Nell’analisi della FEDERDOC l’accordo CETA può rappresentare un buon punto di partenza per il riconoscimento delle Indicazioni Geografiche in un Paese, come il Canada, che fino ad oggi ha concepito unicamente il sistema dei marchi. Diversi gli step con connotazioni positive per il settore:
– la previsione di un Comitato in grado di garantire una corretta e completa informazione sulla qualità e le caratteristiche dei nostri prodotti IG tra i consumatori canadesi;
– l’abolizione di alcune “pratiche discriminatorie” adottate finora dai Monopoli canadesi. Trattasi di tariffe applicate sui vini il cui importo era più elevato per i vini europei (in particolare italiani) in quanto determinato sulla base del loro prezzo sul mercato canadese.
– Il riconoscimento e la tutela delle IG italiane che generano circa il 90% del valore dell’ export .

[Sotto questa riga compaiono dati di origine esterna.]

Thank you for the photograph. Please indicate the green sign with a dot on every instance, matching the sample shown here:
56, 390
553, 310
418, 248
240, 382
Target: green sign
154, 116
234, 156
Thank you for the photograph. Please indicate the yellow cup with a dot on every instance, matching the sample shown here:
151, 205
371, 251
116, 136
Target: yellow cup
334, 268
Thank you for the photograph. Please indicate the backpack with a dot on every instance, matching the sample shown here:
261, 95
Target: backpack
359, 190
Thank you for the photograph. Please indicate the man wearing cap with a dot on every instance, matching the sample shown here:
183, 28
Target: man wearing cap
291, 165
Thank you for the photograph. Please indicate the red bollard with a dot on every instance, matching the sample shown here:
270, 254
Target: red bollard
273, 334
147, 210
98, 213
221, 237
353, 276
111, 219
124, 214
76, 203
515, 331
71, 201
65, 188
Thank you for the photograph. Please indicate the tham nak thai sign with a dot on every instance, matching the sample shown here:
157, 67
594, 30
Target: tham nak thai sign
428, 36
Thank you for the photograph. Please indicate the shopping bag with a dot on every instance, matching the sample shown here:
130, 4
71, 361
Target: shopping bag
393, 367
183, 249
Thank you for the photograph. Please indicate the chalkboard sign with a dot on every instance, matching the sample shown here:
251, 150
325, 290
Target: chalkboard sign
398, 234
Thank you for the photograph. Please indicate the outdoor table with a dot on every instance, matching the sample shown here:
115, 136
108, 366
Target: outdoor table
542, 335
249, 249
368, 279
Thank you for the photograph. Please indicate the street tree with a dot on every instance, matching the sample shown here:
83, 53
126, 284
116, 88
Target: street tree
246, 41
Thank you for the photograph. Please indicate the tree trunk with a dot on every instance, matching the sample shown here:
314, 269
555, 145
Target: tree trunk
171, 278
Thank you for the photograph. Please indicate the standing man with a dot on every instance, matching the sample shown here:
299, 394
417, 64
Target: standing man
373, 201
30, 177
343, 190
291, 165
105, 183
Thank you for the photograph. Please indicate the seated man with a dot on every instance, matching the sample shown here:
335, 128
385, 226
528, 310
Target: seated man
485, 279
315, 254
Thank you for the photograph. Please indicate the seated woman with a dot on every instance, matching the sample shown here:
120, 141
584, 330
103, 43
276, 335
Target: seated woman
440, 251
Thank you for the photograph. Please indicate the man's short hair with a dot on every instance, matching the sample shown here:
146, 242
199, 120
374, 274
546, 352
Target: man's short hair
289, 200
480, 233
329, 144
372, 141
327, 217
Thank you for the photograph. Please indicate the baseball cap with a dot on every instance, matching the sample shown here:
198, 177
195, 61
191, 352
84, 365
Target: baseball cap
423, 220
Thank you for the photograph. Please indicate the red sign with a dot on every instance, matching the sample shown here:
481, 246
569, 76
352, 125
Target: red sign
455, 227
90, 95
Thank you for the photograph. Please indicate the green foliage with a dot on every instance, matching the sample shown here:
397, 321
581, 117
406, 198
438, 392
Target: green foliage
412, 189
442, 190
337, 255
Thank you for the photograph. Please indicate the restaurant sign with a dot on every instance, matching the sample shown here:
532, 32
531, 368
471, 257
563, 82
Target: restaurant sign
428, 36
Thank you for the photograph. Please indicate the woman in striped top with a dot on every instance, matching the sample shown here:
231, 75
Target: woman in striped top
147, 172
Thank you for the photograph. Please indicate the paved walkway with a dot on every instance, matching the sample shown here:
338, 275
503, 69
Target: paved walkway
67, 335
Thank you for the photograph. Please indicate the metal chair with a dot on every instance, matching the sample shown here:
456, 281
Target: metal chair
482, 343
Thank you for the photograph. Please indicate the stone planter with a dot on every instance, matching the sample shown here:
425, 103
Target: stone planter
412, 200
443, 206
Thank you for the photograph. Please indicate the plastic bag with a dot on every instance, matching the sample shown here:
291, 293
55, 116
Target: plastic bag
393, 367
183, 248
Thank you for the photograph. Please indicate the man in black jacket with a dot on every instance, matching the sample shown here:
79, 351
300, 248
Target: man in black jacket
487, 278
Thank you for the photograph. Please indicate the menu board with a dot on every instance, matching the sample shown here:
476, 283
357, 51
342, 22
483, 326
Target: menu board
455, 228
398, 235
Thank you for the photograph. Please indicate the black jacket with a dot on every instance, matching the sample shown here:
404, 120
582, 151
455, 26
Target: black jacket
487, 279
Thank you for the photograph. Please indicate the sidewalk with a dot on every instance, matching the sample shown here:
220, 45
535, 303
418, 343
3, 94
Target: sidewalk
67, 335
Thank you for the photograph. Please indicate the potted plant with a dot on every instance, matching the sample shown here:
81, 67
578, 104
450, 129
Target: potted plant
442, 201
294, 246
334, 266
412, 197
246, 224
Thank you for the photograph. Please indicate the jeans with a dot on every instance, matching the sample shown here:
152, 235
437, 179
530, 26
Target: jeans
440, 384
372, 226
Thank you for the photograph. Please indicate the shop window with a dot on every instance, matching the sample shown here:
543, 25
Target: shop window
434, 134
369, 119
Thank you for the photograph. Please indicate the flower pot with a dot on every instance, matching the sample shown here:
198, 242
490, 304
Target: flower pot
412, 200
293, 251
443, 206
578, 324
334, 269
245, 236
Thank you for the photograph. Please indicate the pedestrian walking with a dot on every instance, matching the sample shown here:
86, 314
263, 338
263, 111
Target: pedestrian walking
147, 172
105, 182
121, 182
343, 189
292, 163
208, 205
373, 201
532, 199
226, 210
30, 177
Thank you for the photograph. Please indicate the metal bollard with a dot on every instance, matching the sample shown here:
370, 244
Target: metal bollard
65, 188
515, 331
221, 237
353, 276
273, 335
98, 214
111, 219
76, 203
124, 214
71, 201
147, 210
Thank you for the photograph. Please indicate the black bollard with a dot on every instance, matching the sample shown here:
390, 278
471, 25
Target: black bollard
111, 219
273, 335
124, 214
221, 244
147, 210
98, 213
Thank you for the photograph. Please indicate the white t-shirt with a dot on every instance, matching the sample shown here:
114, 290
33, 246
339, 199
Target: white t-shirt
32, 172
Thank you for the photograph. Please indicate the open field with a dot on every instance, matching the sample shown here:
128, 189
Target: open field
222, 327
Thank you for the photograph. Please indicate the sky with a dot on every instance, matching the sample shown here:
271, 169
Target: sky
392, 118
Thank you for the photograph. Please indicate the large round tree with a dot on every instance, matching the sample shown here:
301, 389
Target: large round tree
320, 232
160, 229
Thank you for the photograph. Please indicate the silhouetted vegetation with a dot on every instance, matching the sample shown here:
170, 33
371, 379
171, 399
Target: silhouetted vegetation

“Già dai primi dati export registrati in seguito alla conclusione dell’accordo – conclude Ricci Curbastro – possiamo constatare alcuni primi effetti positivi: le denominazioni italiane sono cresciute complessivamente di un 9% in valore. Dato confermato anche nel primo trimestre del 2018, al termine del quale abbiamo raggiunto sul confezionato un 10% di crescita in valore delle DO”.